2

Problem Description

I want to enhance a photo and I have 3 software to do that, out of which 2 are my own. I show users 2 photos and ask them to choose a better one. Now, I compare software 1 vs. 2, 1 vs. 3. Software 2 and 3 are mine. Now, I can clearly see from the votes, that people choose 2 and 3, over 1, in both sessions.

Task 1: Show that 2 is better than 1, then 3 is better than 1.

A published paper (not on statistics) handled the same task and used a paired t-test. I can do the same, and show that 2 is the better method. I intend to that in MATLAB as follows:

[h,p]=ttest(votes_for_software1,votes_for_software2) %similarly for 1 vs. 3 

I do the above and I get,

h = 1 and p = 7.2372e-04

This confirms (at least I think so) that a mean value of the observed size or greater magnitude will occur with a probability p (interpretation taken from here).

So different people are looking at same set of photos and voting them, am I right in using a paired t-test? Also, am I doing the overall process right? (including the implementation).

Task 2: Is there any way I can compare software 2 and 3 (both of my software)?

The data compared in the comparison of software 1 vs. 2 and 1 vs. 3 remains same. So, I calculate the mean rank obtained for all the three software (lower the better), and I can see that, rank_3 < rank_2 < rank_1 -> Software 2 of mine is the best.

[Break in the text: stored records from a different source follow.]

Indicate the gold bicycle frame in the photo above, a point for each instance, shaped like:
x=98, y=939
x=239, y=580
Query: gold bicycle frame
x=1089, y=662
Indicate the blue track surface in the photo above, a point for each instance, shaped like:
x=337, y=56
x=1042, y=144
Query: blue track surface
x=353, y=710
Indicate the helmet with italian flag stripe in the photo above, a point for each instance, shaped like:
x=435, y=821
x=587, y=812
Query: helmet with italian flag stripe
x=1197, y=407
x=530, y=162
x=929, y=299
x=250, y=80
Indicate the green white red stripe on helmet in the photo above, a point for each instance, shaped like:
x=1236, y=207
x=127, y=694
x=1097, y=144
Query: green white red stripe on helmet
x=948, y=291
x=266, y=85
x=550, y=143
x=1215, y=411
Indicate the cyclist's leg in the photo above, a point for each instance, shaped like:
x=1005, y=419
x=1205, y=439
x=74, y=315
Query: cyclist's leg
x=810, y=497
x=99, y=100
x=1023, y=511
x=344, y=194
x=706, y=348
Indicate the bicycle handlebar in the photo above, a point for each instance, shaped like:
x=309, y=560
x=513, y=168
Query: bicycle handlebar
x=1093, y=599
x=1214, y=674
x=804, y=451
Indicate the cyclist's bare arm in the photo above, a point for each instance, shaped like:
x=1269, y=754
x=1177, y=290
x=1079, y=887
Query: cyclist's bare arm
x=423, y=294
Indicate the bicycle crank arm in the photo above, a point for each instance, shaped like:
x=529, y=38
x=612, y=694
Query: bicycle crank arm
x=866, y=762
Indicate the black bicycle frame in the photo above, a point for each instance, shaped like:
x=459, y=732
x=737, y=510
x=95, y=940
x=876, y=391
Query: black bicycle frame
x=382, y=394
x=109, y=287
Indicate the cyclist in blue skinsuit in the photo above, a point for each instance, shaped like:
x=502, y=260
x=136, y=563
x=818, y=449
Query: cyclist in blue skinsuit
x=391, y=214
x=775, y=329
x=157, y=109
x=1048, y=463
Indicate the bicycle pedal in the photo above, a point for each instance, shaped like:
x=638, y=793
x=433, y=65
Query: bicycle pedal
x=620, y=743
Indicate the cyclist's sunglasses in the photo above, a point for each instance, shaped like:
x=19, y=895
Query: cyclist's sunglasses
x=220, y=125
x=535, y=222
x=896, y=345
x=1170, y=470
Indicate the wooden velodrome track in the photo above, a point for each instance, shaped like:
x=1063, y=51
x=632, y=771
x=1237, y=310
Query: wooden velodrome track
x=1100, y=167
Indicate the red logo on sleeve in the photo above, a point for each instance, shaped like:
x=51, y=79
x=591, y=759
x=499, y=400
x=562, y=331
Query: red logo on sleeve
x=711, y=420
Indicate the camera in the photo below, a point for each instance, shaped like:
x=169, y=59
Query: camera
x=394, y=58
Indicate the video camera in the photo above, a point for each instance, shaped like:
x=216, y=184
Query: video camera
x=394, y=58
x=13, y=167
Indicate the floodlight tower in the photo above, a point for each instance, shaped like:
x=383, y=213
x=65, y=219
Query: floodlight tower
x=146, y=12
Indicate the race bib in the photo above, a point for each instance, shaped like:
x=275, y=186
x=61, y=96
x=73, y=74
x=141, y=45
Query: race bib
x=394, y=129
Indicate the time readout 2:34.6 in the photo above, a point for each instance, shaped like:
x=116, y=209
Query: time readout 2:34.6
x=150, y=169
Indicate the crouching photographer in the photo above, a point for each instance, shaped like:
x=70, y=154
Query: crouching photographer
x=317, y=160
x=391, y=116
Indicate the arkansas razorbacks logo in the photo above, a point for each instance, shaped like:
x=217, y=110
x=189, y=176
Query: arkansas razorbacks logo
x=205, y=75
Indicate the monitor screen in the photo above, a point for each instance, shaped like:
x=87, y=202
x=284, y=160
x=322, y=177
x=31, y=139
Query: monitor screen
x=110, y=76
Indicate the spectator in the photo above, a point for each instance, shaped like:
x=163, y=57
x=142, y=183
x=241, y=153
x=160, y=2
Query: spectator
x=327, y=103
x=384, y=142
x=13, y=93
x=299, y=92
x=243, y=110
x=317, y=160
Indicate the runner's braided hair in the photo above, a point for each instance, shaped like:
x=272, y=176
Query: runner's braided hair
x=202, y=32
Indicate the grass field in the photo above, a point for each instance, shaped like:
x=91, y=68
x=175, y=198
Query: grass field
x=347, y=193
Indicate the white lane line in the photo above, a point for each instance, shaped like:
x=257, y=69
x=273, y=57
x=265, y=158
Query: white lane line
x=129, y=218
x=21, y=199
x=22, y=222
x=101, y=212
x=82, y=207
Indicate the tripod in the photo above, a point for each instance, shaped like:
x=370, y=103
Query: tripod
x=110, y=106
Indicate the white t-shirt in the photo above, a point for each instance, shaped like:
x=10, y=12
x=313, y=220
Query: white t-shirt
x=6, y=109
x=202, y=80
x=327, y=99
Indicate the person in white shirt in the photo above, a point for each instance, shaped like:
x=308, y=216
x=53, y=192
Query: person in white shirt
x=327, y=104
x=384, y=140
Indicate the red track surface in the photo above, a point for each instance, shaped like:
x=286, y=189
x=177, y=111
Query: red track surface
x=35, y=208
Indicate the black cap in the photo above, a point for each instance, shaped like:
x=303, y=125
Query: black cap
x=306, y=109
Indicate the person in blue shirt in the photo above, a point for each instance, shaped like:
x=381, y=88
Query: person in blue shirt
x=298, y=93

How could show this statistically?

Autonomous
  • 377
  • 1
  • 2
  • 12

1 Answers1

2

In general, you are getting it right. I would suggest two modifications:

  1. If I understand you correctly, the two values the variables can have is 1 (better picture) and 0 (worse picture). This means that the data type is not really interval/ratio/absolute but rather ordinal. In that case I would use a sign test which test whether the subjects choose one over the other more often than not. It has the additional advantage, that it makes less assumptions about the distribution of the data. For the t-test you either need normally distributed data (not true in your case) or a lot of data points (depends on how many subjects you have).

  2. You are performing two test on the same data. For that reason you should account for multiple comparisons. The simplest way (Bonferroni correction) is to multiply each p-value by two.

One additional thought: What do you do if the subjects rank the data inconsistently, i.e. 1 < 2 < 3 < 1?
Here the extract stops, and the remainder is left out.